南方的冬季雪下的少,倒是雨总是下个不停。
逐风坐在房内,正擦拭着他的宝剑,心中暗道:
七七离开风月堡,已经将近两个月了。
她与他通信,告诉他在路上所发生的一切,去十夜门的路上遇劫镖,为救医魔与红叶夫人对上。
他还记得第一次遇见她的时候,撞到他胸前,然后抬起头装作傻子一般的表情说:要去尿尿。
那时候的她,就像没有任何烦恼的小鸟一般,自由自在,随心所为,也忍不住让人想靠近,想去保护那份笑容。
如今,却是换了她去保护想要保护的人,为了堡主,付出如此之多。
他看着雪亮的剑锋上照印出一对星眸,那眸子中有着锐利,还有一缕自己也说不明道不清的情愫。

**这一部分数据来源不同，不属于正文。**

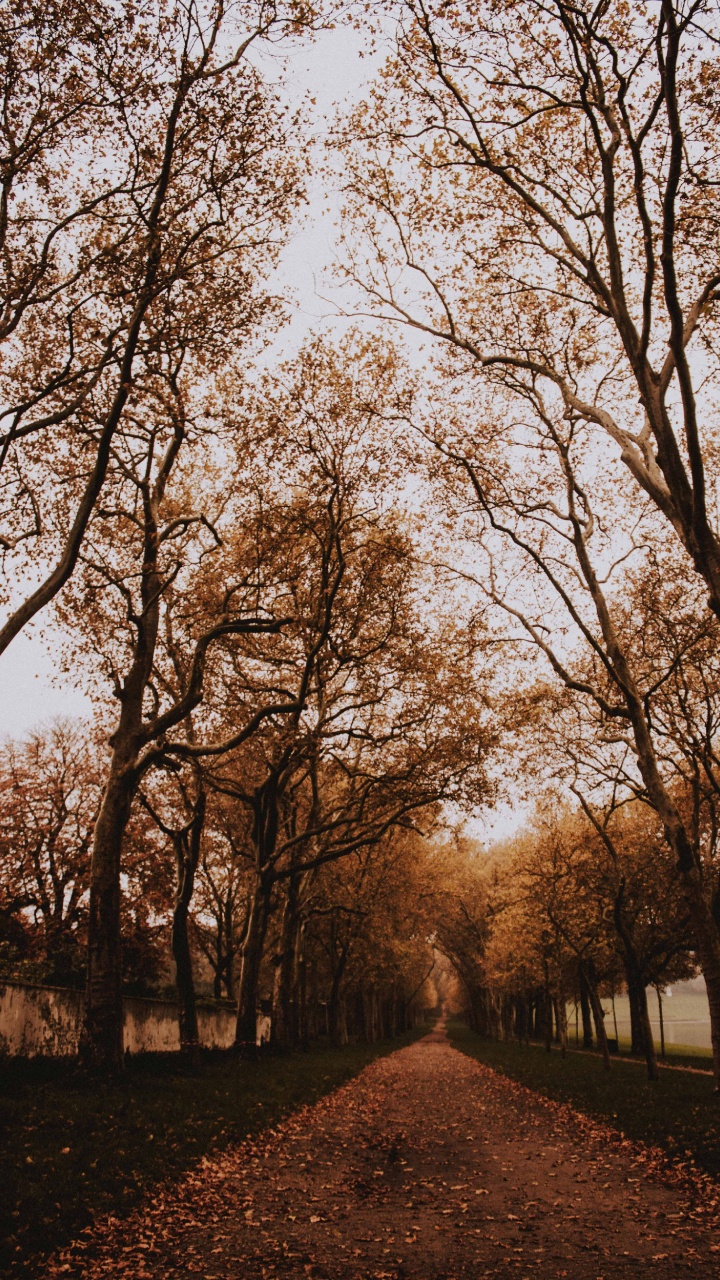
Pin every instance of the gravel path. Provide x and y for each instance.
(427, 1166)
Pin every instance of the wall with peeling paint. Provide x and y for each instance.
(46, 1022)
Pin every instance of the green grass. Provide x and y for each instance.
(678, 1112)
(675, 1055)
(72, 1147)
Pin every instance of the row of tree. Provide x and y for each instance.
(323, 592)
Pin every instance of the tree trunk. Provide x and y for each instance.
(661, 1023)
(586, 1013)
(254, 942)
(103, 1040)
(598, 1016)
(187, 856)
(285, 987)
(561, 1020)
(637, 996)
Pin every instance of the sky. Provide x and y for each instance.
(332, 72)
(335, 69)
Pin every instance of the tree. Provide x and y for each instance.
(545, 173)
(180, 196)
(49, 798)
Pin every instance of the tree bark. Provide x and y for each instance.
(254, 942)
(285, 987)
(103, 1037)
(598, 1016)
(586, 1013)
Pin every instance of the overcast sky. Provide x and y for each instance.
(333, 73)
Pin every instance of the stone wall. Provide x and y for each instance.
(46, 1022)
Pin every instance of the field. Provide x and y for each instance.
(679, 1112)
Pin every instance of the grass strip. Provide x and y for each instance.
(678, 1112)
(73, 1146)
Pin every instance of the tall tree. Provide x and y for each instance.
(536, 186)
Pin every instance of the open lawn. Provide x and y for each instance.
(678, 1112)
(72, 1146)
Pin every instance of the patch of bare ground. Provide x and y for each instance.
(425, 1166)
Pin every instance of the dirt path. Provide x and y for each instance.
(427, 1166)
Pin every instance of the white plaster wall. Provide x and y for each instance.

逐风将剑拿起,手臂绷紧在空中一挥,银色的剑锋划出一道银芒,照耀了整个房间。
最近他一直在提高武功内力,看这一剑挥出的气势,是有进步的。
做为风月堡暗影阁的侍卫,被选出做了堡主的贴身侍卫,他自认是够格,有实力的。
可有时,他忍不住想到,若堡主是她呢,那他做贴身侍卫是不是从职位的忠诚转为另一种由心中自愿倾尽所有去保护的感情呢?
不过,若是她,那个做她贴身侍卫的人不会是他逐风,而是姬无欢了……
屋外的雨声滴滴答答,让本来宁静的夜变得格外纷杂。
逐风起身,将剑还入剑鞘,那抹情愫随着他的剑锋一起隐没。
忽的,在雨夜的声音中夹杂了一种他熟悉的声音,逐风眸中一亮,快步走到窗前,将窗子打开,一只信鸽翅膀带着雨滴飞了进来。
他看着鸽子,唇角微微上弯,打开手中卷纸,脸上的神色一变。
连忙将纸张卷好,纵身出了房间,飞往无欢居方向。
“堡主!”
姬无欢听得是逐风的声音,道:“进来!”
逐风推门而入,姬无欢正和衣半靠床头。
他将手中卷信递上,恭声道:“她知道了!”
姬无欢看着手中的淡黄宣纸,上面的字一看就知道出自七七之手。
他看过她握毛笔,那姿势总是有些奇怪,所以毛笔字写的不大好看。
信上的字,虽然不好看,但是一笔一划也十分认真。
姬无欢眼神一暗,将卷纸叠好,放入怀中,将落在脸庞的发丝拨开,吩咐道:“立即动身,去东方府。”
七七躺在床上,昏昏沉沉头脑中就如盘古未开天时的混沌,时常想清醒,头又重的无法抬起。
待到迷迷糊糊听见外面的信息时,已经到了第二日。
只是眼皮还是很重,抬不起眼,只能靠耳朵代替眼睛观察周围的一切。
屋内静悄悄的,很是安静。
忽然,屋外传来十分轻巧的脚步声,像是刻意放低,不想让人知道一般。
七七本能的警戒了起来,她将全身力气凝聚起来,屏息听去。
只听得那人偷偷摸摸将门关上,然后径直的走到她的床前。
虽然闭着眼睛,七七可以感受到那人的目光直刺在她的身上,像是带着满腹的仇恨看着她。
这个人是谁?
她现在还病着,不敢将眼睛睁开看那人的模样,只认真听,以便她出手的时候好尽力避开。
“路七七,你命还真大,当初人家下毒毒不死你,遇见我家宫主,给你学了《洗髓经》,解了天下至毒碧落,这也就算了!”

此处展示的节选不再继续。